Another 4 hour bus ride and we arrived in Split. This second bus ride provide a few complications. First the bus was late and when it did arrive it did not have Split listed as a destination. It appeared that half of the people were going to Split and half were going to Dubrovnik – both in opposite directions. About an hour into the trip the bus stopped and we all had to change bus. As the bus was mostly full of tourists, no one had any idea what to do. Once we were all on the right bus going to Split the journey was relatively smooth apart from the crazy driving. We arrived in Split just before lunch and our ferry to Italy wasn’t due to leave until 8pm so we stored our luggage for the day and headed out in search of good sights and good coffee.
Split is situated on the site of the Roman Palace of Emperor Diocletian which dates back to 305AD. Remnants of the palace remain and halls that were once walked by Diocletian are now full of shops (shoe shops), cafes, and apartments.
We found Split to be much more pleasant than Dubrovnik. There were still the expensive restaurants however this time there were much cheaper options available, and fewer crowds. The coastline was also once again stunning. We found a great bakery called Bobis that had wraps for 25kuna (approx. $5 aud) and reasonably good coffee. We are missing large coffees. A large coffee in Europe seemingly equates to a small back home. A reason why we have caved and gone to Starbucks a couple of times. The coffees are large and relatively consistent.

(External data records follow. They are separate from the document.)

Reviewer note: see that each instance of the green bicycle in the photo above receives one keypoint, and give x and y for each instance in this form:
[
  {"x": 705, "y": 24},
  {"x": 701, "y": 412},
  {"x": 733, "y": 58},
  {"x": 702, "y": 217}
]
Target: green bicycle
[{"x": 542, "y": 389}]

We explored the area around Diocletian’s Palace and headed into the Split Museum which was small but provided enough to keep us interested for an hour or two. After we’d seen most of the town we found a great wine bar where we had a couple of glasses of a great Croatian red. Our days seem to be planned around what to do between coffee and wine which is Ok by us. That night we spent the night on board the Marko Polo, part of the Jardrolinijia line to get us from Split to Ancona in Italy. We had booked a basic cabin in the hope to get some sleep. What we had instead was a ferry that had no stabilisation. There doesn’t seem to be much information about the ferry companies online so will save a full review for later, but in a nutshell it was a very average experience for a very average price. We arrived in Ancona 12 hours later looking forward to our train to Venice. Ancona is just an average Italian port town and not wanting to be exhausted by churches before our Italian journey starts we decided to just wait a few hours out at the train station. In true Italian fashion our train was 50 minutes late but on the upside if your train is 50 minutes late you get 25% of your ticket back.
Finally we arrived in Venezia which was of course met with canals and gondolas. Having previously dreaded the hordes of people and tourist scams we were pleasantly surprised with what we found as we explored the unique, waterway city.